I would like to emphasize again that the focus of this RFC is to extend the substrate runtime capabilities, not simply to improve performance. It does not prevent the implementation of RFC#4, it just provides another possibility

koute commented 4 months ago

and all current runtime apis rely on the method you say you don't like.

Huh? But they don't call back into the guest? So can you clarify what you mean here?

yjhmelody commented 4 months ago

Huh? But they don't call back into the guest? So can you clarify what you mean here?

I mean the api defined by sp_api::decl_runtime_apis!. Alloc/dealloc is not different with them except the call conversion.

koute commented 4 months ago

Huh? But they don't call back into the guest? So can you clarify what you mean here?

I mean the api defined by sp_api::decl_runtime_apis!. Alloc/dealloc is not different with them except the call conversion.

Huh? But they don't call back into the guest? So can you clarify what you mean here?

I means sp_api::decl_runtime_apis!. Alloc/dealloc is not different with them except the call conversion.

Sorry, I still don't know what you mean. (:

The way the host calls currently work is that they don't call back into the runtime. The runtime calls the host function, the host function does its thing, and the control returns back to the host. Yes, the host does call into the runtime initially so technically you have a chain of "host -> guest -> host", but that only happens once.

So for the sake of argument let's assume we implement this RFC. It will allow us to call the guest's allocator from the host. What is the use case here?

1) Allocate the initial input payload to the runtime API. But if we implement #4 then this is unnecessary. 2) Allocate the dynamically sized return values of the host calls. Ideally we do not want to do this anyway (because it will allow a recursive "host -> guest -> host -> guest -> host -> guest -> ..." call loop) and if we implement #4 then this is unnecessary (because no such host functions will exist anymore).

So I agree with @tomaka and I don't see how this RFC is orthogonal to #4; if we implement #4 then it pretty much makes this RFC pointless, unless you actually have an use case that could make use of this?

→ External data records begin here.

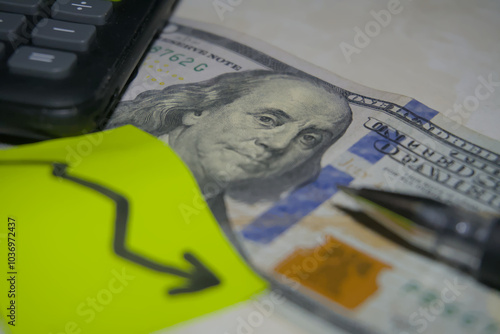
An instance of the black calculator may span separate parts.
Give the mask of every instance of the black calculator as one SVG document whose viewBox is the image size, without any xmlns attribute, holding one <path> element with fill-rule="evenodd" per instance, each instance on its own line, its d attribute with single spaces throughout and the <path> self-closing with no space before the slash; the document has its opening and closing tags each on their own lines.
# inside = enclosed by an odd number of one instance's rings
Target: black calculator
<svg viewBox="0 0 500 334">
<path fill-rule="evenodd" d="M 0 137 L 102 127 L 174 3 L 0 0 Z"/>
</svg>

yjhmelody commented 4 months ago

Supports a pure wasm environment to verify blocks. Currently, if you want pure wasm to verify blocks, you need to replace all host functions, but alloc itself cannot be replaced. This reduces the requirements on the host environment and requires only a wasm executor, so the verification logic can be executed on many chains.

koute commented 4 months ago

Supports a pure wasm environment to verify blocks. Currently, if you want pure wasm to verify blocks, you need to replace all host functions, but alloc itself cannot be replaced. This reduces the requirements on the host environment and requires only a wasm executor, so the verification logic can be executed on many chains.

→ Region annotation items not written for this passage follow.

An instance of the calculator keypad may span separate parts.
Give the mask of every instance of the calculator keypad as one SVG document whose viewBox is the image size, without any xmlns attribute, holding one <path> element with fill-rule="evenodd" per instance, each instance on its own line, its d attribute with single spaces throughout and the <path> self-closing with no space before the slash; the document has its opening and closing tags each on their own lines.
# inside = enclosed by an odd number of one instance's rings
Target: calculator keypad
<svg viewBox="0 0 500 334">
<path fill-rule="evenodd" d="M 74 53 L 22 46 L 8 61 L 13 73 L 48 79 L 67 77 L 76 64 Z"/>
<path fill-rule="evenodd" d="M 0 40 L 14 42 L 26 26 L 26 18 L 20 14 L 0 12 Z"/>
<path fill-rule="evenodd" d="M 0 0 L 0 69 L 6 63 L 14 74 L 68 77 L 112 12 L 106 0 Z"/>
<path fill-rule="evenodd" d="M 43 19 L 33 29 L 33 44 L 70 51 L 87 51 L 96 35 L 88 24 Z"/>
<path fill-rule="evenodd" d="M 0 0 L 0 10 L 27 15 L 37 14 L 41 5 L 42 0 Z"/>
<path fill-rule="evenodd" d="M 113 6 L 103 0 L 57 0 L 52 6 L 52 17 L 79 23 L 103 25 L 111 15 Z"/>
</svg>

But this is also true after implementing #4 as far as I can see, because the host-side allocator will not be used at all anymore.

yjhmelody commented 4 months ago

This doesn't seem to hold true in the case of legacy host functions. But rfc #4 is indeed a good improvement

koute commented 4 months ago

This doesn't seem to hold true in the case of legacy host functions.

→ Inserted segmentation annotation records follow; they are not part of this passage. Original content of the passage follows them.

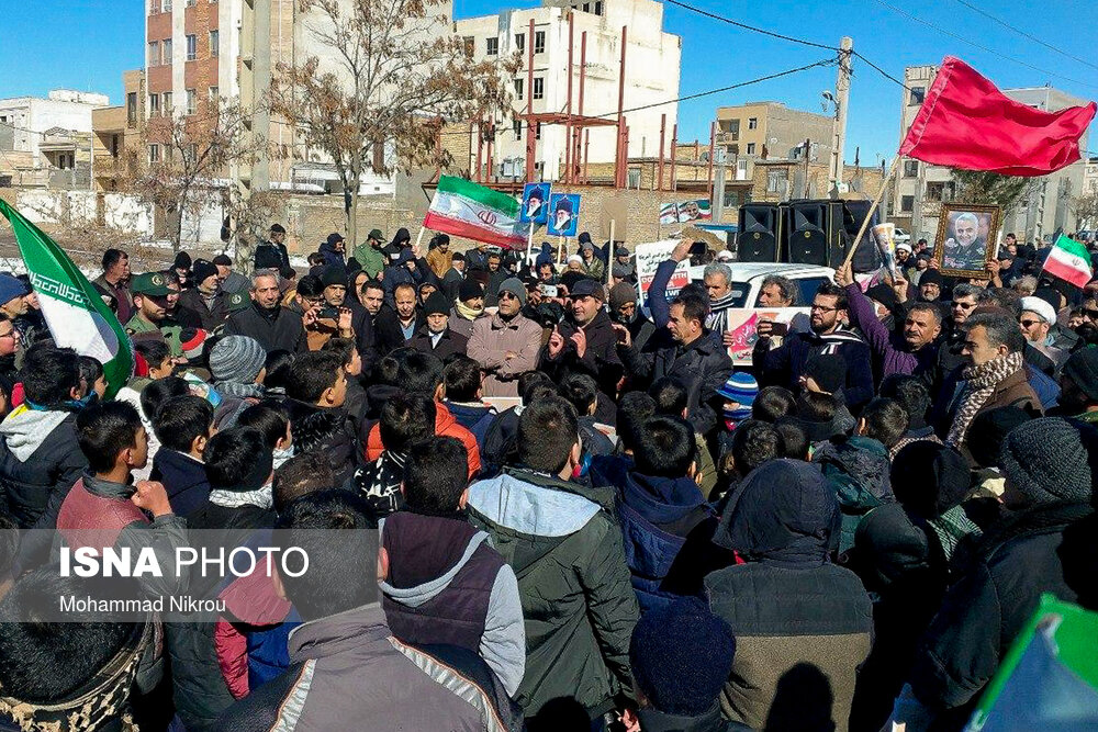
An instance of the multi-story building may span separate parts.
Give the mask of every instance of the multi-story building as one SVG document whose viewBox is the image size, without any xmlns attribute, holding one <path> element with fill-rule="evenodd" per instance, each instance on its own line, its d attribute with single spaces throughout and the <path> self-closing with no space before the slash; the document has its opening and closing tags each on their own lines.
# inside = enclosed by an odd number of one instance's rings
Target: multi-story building
<svg viewBox="0 0 1098 732">
<path fill-rule="evenodd" d="M 0 100 L 0 174 L 14 185 L 87 188 L 92 110 L 110 101 L 69 89 Z"/>
<path fill-rule="evenodd" d="M 677 104 L 668 102 L 679 97 L 679 74 L 682 40 L 663 32 L 663 4 L 654 0 L 542 0 L 540 8 L 505 10 L 496 15 L 483 15 L 457 21 L 455 30 L 481 59 L 518 53 L 522 68 L 514 78 L 512 114 L 496 120 L 493 139 L 493 170 L 488 160 L 481 161 L 482 179 L 524 178 L 527 134 L 523 115 L 533 103 L 534 114 L 568 111 L 569 90 L 569 13 L 573 14 L 572 37 L 572 108 L 579 108 L 581 37 L 587 34 L 586 59 L 583 70 L 584 116 L 601 116 L 616 121 L 618 82 L 621 67 L 621 27 L 627 26 L 625 89 L 623 109 L 629 127 L 630 158 L 658 156 L 661 115 L 664 126 L 665 155 L 670 159 L 672 129 Z M 534 37 L 528 38 L 530 21 Z M 533 85 L 529 77 L 529 46 L 534 46 Z M 527 87 L 530 87 L 527 89 Z M 650 109 L 628 112 L 649 104 Z M 568 147 L 564 124 L 539 124 L 535 160 L 541 166 L 536 177 L 558 180 L 565 167 Z M 616 127 L 590 127 L 589 164 L 615 159 Z M 585 138 L 586 139 L 586 138 Z M 475 171 L 477 160 L 468 150 L 468 160 L 458 167 Z M 486 158 L 486 156 L 485 156 Z M 475 176 L 475 172 L 473 173 Z"/>
<path fill-rule="evenodd" d="M 792 110 L 782 102 L 751 102 L 717 109 L 717 147 L 725 159 L 735 160 L 729 177 L 749 181 L 758 160 L 804 160 L 827 162 L 831 159 L 833 120 L 822 114 Z M 816 195 L 827 194 L 824 190 Z"/>
<path fill-rule="evenodd" d="M 937 74 L 937 66 L 912 66 L 905 69 L 901 140 L 915 121 Z M 1002 93 L 1044 112 L 1086 104 L 1085 100 L 1052 87 L 1004 89 Z M 1086 142 L 1087 136 L 1084 135 L 1080 148 L 1086 149 Z M 932 241 L 938 233 L 941 204 L 953 200 L 956 192 L 951 169 L 910 159 L 904 160 L 900 166 L 893 185 L 889 219 L 914 236 Z M 1085 170 L 1086 164 L 1079 160 L 1052 174 L 1032 179 L 1032 184 L 1013 211 L 1005 212 L 999 227 L 1000 236 L 1013 232 L 1020 240 L 1051 240 L 1057 229 L 1074 230 L 1077 218 L 1071 203 L 1083 191 Z"/>
</svg>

...which is exactly the same as this RFC, no? (:

Not that it matters, because the legacy host functions won't be used anymore for new blocks and will only be kept for sync compatibility.

yjhmelody commented 4 months ago

Maybe you're right. ext_input_size_version_1/ext_input_read_version_1 are more like a smart contract style design. But my idea is to set up stubs(panics) for all import functions, but not actually call them, like parachain style. I'm a bit convinced by you

yjhmelody commented 4 months ago

Closed since RFC #4 will be implmented.